Posted by un téléologue moderne on October 31, 1999 at 06:47:40 PM EST:
Marx jeune a un vrai grand mérite : il a déplacé les perspectives de son temps. D'une part, il a commencé à montrer, notamment dans la critique de l'Etat de Hegel, comment la philosophie était arrivée à son terme, comment le monde uni par la philosophie n'était qu'une division du monde. D'autre part, il a appris à raconter les événements de son époque dans la perspective qu'il construisait. Les événements principaux sont devenus les révoltes, et elles ne se racontent que dans l'analyse, mais elles ne s'analysent pas sans être racontées.

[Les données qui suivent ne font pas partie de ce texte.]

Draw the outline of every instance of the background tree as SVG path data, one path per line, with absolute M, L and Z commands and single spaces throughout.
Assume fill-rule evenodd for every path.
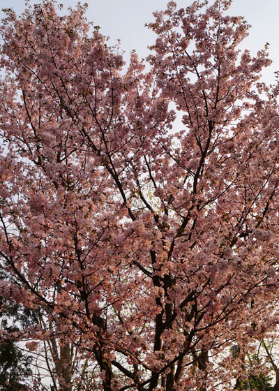
M 29 337 L 96 363 L 95 389 L 230 390 L 229 348 L 278 322 L 275 91 L 229 3 L 155 13 L 146 73 L 81 6 L 2 22 L 1 292 L 53 324 Z

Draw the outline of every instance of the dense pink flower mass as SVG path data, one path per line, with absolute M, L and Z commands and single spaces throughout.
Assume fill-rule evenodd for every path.
M 0 293 L 92 390 L 231 390 L 279 320 L 276 91 L 229 3 L 156 13 L 149 71 L 80 6 L 2 21 Z

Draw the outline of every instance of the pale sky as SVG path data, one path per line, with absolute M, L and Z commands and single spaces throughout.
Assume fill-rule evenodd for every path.
M 30 3 L 39 1 L 31 0 Z M 82 1 L 82 3 L 85 2 Z M 87 0 L 86 13 L 89 21 L 101 27 L 100 32 L 110 36 L 112 45 L 121 41 L 121 48 L 126 52 L 125 59 L 135 49 L 140 58 L 149 52 L 148 45 L 154 42 L 155 34 L 144 27 L 145 22 L 153 20 L 152 12 L 165 9 L 168 0 Z M 210 1 L 210 2 L 212 2 Z M 13 8 L 20 13 L 24 8 L 24 0 L 0 0 L 0 9 Z M 75 6 L 77 0 L 58 0 L 64 6 Z M 192 0 L 176 0 L 179 8 L 186 7 Z M 270 57 L 273 63 L 264 73 L 264 80 L 272 83 L 273 72 L 279 70 L 279 0 L 234 0 L 229 14 L 244 16 L 252 25 L 250 36 L 242 44 L 253 54 L 262 48 L 266 42 L 270 43 Z

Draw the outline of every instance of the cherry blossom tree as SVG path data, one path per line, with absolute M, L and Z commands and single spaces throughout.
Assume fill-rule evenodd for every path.
M 230 2 L 155 13 L 149 71 L 80 5 L 2 21 L 0 294 L 92 390 L 232 390 L 278 322 L 277 91 Z

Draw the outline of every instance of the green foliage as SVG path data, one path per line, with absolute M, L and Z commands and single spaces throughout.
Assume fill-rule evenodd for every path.
M 0 390 L 27 391 L 23 383 L 31 374 L 31 357 L 22 354 L 12 341 L 0 342 Z

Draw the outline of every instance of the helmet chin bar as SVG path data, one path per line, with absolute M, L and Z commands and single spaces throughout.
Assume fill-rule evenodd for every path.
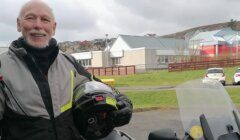
M 82 93 L 74 98 L 73 106 L 76 128 L 89 140 L 106 137 L 114 129 L 113 111 L 118 110 L 118 93 L 96 81 L 87 82 L 78 91 Z

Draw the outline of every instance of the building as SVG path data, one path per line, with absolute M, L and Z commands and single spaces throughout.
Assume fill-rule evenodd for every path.
M 182 39 L 156 36 L 119 35 L 105 51 L 72 54 L 84 66 L 111 67 L 134 65 L 137 72 L 167 68 L 170 62 L 188 59 Z
M 206 60 L 236 58 L 240 52 L 240 36 L 231 28 L 199 32 L 189 40 L 193 55 L 201 55 Z
M 8 47 L 0 47 L 0 54 L 8 51 Z

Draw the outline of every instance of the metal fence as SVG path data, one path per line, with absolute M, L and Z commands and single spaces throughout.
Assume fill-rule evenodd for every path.
M 97 76 L 130 75 L 136 73 L 135 66 L 88 67 L 87 71 Z
M 199 70 L 207 69 L 210 67 L 234 67 L 234 66 L 240 66 L 240 59 L 170 63 L 168 64 L 168 71 L 172 72 L 185 70 Z

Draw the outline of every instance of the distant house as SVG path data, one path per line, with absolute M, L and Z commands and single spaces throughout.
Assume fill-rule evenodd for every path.
M 231 28 L 199 32 L 189 40 L 189 48 L 206 58 L 236 57 L 240 36 Z
M 111 65 L 135 65 L 137 70 L 167 68 L 168 63 L 187 59 L 182 39 L 119 35 L 110 49 Z
M 0 54 L 8 51 L 8 47 L 0 47 Z
M 167 68 L 168 63 L 188 59 L 185 41 L 156 36 L 119 35 L 105 51 L 72 54 L 91 67 L 135 65 L 137 72 Z M 91 62 L 90 62 L 91 61 Z

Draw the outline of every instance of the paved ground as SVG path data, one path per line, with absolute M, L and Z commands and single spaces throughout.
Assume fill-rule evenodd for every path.
M 171 128 L 177 132 L 178 136 L 183 136 L 184 132 L 177 109 L 133 113 L 130 124 L 118 129 L 128 133 L 135 140 L 147 140 L 151 131 L 164 128 Z
M 227 85 L 226 88 L 236 87 Z M 117 87 L 120 92 L 126 91 L 150 91 L 150 90 L 174 90 L 174 86 L 142 86 L 142 87 Z M 170 128 L 177 132 L 178 137 L 182 138 L 184 135 L 184 130 L 180 121 L 180 114 L 178 109 L 169 110 L 151 110 L 143 112 L 133 113 L 133 118 L 130 124 L 118 128 L 130 136 L 135 138 L 135 140 L 147 140 L 148 135 L 153 130 Z

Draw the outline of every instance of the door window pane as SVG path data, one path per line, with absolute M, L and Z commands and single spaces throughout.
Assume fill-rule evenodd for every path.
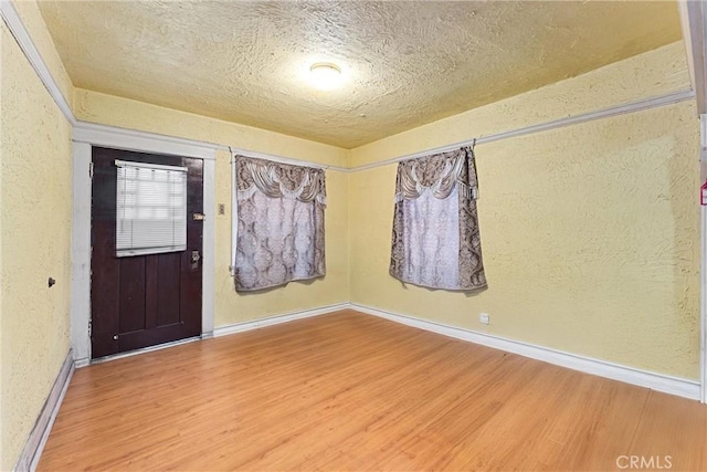
M 187 249 L 187 168 L 116 160 L 116 256 Z

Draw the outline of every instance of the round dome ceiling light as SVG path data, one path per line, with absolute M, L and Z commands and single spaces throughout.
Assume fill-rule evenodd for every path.
M 312 84 L 323 91 L 330 91 L 341 84 L 341 70 L 330 62 L 317 62 L 309 67 Z

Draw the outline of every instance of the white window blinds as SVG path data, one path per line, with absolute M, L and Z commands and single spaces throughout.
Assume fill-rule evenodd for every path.
M 187 168 L 116 160 L 116 256 L 187 249 Z

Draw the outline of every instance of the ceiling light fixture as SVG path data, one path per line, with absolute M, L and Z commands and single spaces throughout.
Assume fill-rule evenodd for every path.
M 312 64 L 309 72 L 314 86 L 323 91 L 330 91 L 341 84 L 341 70 L 330 62 Z

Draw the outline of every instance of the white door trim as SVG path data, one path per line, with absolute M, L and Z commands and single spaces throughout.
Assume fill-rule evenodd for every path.
M 699 165 L 701 178 L 707 177 L 707 115 L 699 115 Z M 700 181 L 701 183 L 701 181 Z M 701 196 L 699 196 L 701 199 Z M 699 399 L 707 403 L 707 207 L 699 207 Z
M 145 132 L 78 122 L 73 134 L 71 340 L 76 367 L 91 361 L 91 178 L 92 146 L 203 159 L 202 337 L 213 336 L 215 276 L 217 146 Z

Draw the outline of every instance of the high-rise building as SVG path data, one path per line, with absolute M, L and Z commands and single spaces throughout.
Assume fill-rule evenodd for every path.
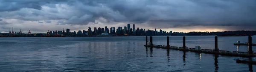
M 115 27 L 111 27 L 112 28 L 112 34 L 116 34 L 116 30 Z
M 160 34 L 160 35 L 162 35 L 163 34 L 163 31 L 161 29 L 159 30 L 159 34 Z
M 126 28 L 126 26 L 124 27 L 124 31 L 125 34 L 127 33 L 126 32 L 127 32 L 127 28 Z
M 98 35 L 101 34 L 101 29 L 99 27 L 98 28 Z
M 105 33 L 105 31 L 104 31 L 104 28 L 102 28 L 102 33 Z
M 86 32 L 86 31 L 85 31 L 85 30 L 83 30 L 83 35 L 85 35 Z
M 92 35 L 92 29 L 90 28 L 90 27 L 89 27 L 89 28 L 88 28 L 88 36 L 91 36 Z
M 107 28 L 106 33 L 109 33 L 109 29 L 108 28 Z
M 66 31 L 67 31 L 67 32 L 66 33 L 67 34 L 67 35 L 69 35 L 70 34 L 70 29 L 69 29 L 67 28 L 66 29 Z M 53 32 L 53 33 L 54 33 L 54 32 Z
M 127 29 L 128 29 L 128 32 L 129 32 L 129 30 L 130 30 L 130 24 L 127 24 Z
M 107 31 L 107 28 L 108 28 L 107 26 L 105 26 L 105 32 Z
M 50 35 L 52 35 L 52 31 L 50 31 L 49 34 Z
M 135 31 L 135 24 L 133 24 L 133 28 L 132 29 L 133 29 L 134 31 Z
M 94 34 L 97 35 L 98 33 L 98 30 L 97 30 L 97 28 L 94 27 Z
M 82 34 L 82 31 L 81 30 L 78 30 L 78 33 L 77 33 L 77 34 L 79 35 L 81 35 Z

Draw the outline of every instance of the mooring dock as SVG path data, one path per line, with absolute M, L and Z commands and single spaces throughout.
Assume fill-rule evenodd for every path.
M 218 37 L 215 36 L 215 48 L 213 49 L 201 49 L 200 46 L 195 46 L 195 48 L 189 48 L 186 46 L 186 37 L 183 36 L 183 47 L 178 47 L 175 46 L 171 46 L 169 44 L 169 36 L 167 38 L 167 45 L 156 45 L 153 44 L 153 37 L 149 37 L 149 44 L 148 44 L 148 37 L 146 36 L 146 44 L 144 46 L 150 47 L 156 47 L 160 48 L 163 48 L 166 49 L 176 50 L 181 51 L 192 51 L 197 53 L 203 53 L 212 54 L 218 54 L 221 55 L 224 55 L 228 56 L 240 56 L 246 57 L 253 57 L 256 56 L 253 53 L 253 51 L 252 50 L 252 37 L 250 36 L 248 36 L 248 51 L 247 52 L 239 52 L 239 51 L 230 51 L 227 50 L 219 50 L 218 48 Z

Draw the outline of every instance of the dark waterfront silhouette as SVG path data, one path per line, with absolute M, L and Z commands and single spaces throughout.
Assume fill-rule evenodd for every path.
M 169 37 L 170 45 L 183 46 L 183 36 Z M 0 69 L 3 72 L 244 72 L 255 69 L 253 67 L 255 65 L 236 62 L 234 59 L 244 58 L 243 57 L 146 47 L 143 46 L 144 36 L 0 38 Z M 154 44 L 166 45 L 166 39 L 165 36 L 154 36 Z M 233 44 L 238 40 L 247 41 L 247 37 L 219 37 L 218 39 L 220 49 L 248 50 L 246 46 L 238 48 Z M 202 48 L 214 48 L 214 36 L 186 36 L 186 46 L 189 47 L 200 45 Z M 256 41 L 253 39 L 253 42 Z M 254 47 L 252 50 L 256 51 Z

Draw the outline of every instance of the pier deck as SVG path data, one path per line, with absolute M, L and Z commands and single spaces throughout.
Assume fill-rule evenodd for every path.
M 249 44 L 245 43 L 234 43 L 235 45 L 249 45 Z M 252 46 L 256 46 L 256 44 L 252 44 Z
M 197 53 L 209 53 L 212 54 L 218 54 L 221 55 L 228 55 L 228 56 L 240 56 L 240 57 L 255 57 L 256 55 L 250 55 L 247 53 L 247 52 L 236 52 L 236 51 L 233 51 L 230 52 L 229 51 L 227 50 L 220 50 L 218 52 L 214 51 L 214 50 L 211 49 L 202 49 L 201 50 L 195 50 L 194 48 L 190 48 L 188 49 L 183 49 L 182 47 L 177 47 L 175 46 L 169 46 L 170 47 L 167 47 L 166 46 L 163 46 L 161 45 L 144 45 L 144 46 L 150 47 L 155 47 L 155 48 L 163 48 L 166 49 L 171 49 L 171 50 L 179 50 L 181 51 L 192 51 L 195 52 Z
M 153 44 L 153 37 L 151 36 L 149 37 L 149 44 L 148 44 L 148 37 L 146 36 L 146 44 L 144 46 L 150 47 L 156 47 L 160 48 L 164 48 L 167 49 L 176 50 L 181 51 L 192 51 L 198 53 L 210 53 L 212 54 L 218 54 L 221 55 L 224 55 L 228 56 L 240 56 L 246 57 L 253 57 L 256 55 L 253 51 L 252 50 L 252 37 L 250 36 L 248 36 L 248 48 L 247 52 L 239 52 L 239 51 L 233 51 L 230 52 L 227 50 L 219 50 L 218 48 L 218 37 L 215 37 L 215 48 L 213 49 L 201 49 L 200 46 L 195 46 L 197 48 L 189 48 L 186 47 L 186 37 L 183 36 L 183 47 L 177 47 L 175 46 L 171 46 L 169 44 L 169 36 L 167 36 L 167 45 L 155 45 Z

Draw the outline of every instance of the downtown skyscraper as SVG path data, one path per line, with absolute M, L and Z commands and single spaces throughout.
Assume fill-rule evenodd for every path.
M 133 24 L 133 28 L 132 29 L 134 31 L 135 30 L 135 24 Z
M 127 28 L 126 28 L 126 26 L 125 26 L 124 27 L 124 33 L 125 33 L 125 34 L 126 34 L 127 32 Z
M 127 24 L 127 29 L 128 29 L 128 31 L 129 31 L 130 30 L 130 24 Z

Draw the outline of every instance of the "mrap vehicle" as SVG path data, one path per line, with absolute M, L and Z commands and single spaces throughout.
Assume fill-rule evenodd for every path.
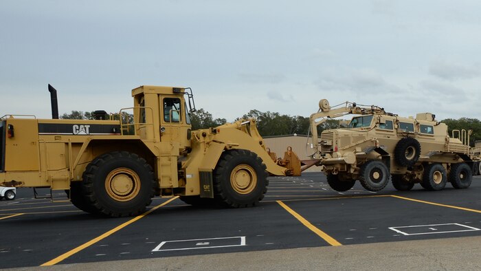
M 192 131 L 190 88 L 134 89 L 133 107 L 117 120 L 104 111 L 98 120 L 59 120 L 56 90 L 49 91 L 52 119 L 0 119 L 0 186 L 65 190 L 78 208 L 119 217 L 141 213 L 155 195 L 254 206 L 268 173 L 300 172 L 292 152 L 271 158 L 254 119 Z M 126 110 L 133 122 L 122 118 Z
M 465 188 L 480 168 L 481 148 L 470 147 L 471 131 L 454 130 L 449 136 L 447 125 L 430 113 L 403 118 L 349 102 L 331 108 L 325 99 L 319 107 L 311 116 L 313 158 L 336 191 L 349 190 L 359 180 L 366 189 L 379 191 L 390 179 L 400 191 L 416 183 L 432 191 L 447 182 Z M 348 114 L 356 116 L 347 127 L 324 130 L 317 138 L 317 126 Z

Le mérite du jeune Marx n'est plus dans ce qu'il a dit, qui est souvent jargon et même construction de pensée du siècle précédent le sien. Certaines de ses idées sont devenues des banalités de base, comme la critique de l'Etat, d'autres, comme le Manifeste, ou ses convictions économistes, sont fortement discutables. Son mérite est dans son attitude de jeune, hardi dans la pensée, dont nous déplorons si amèrement aujourd'hui l'absence, et dont Debord avait été un des rares représentants lorsqu'il disait avec plus de sagesse qu'il n'en revendiquait qu'avant de comprendre les finesses théoriques des situationnistes il était bien plus important de s'en approprier les méthodes. Marx jeune était un penseur courageux, mais prudent, qui savait voir grand et petit, mérite presque éteint aujourd'hui. Mais il utilisait bien davantage les pensées du passé pour les critiquer qu'en tant que sentencieuses vérités. C'est pour sa capacité à construire un point de vue, pour sa rapidité pourtant solide, pour sa rigueur pourtant légère, pour son écoute de son temps, et pour sa négation, parfois même respectueuse, de toutes les autorités intellectuelles qu'il connaissait que le jeune Marx est des nôtres.
Tout le contraire des pieux marxistes, qui depuis le vénèrent sans but et le récitent sans fin.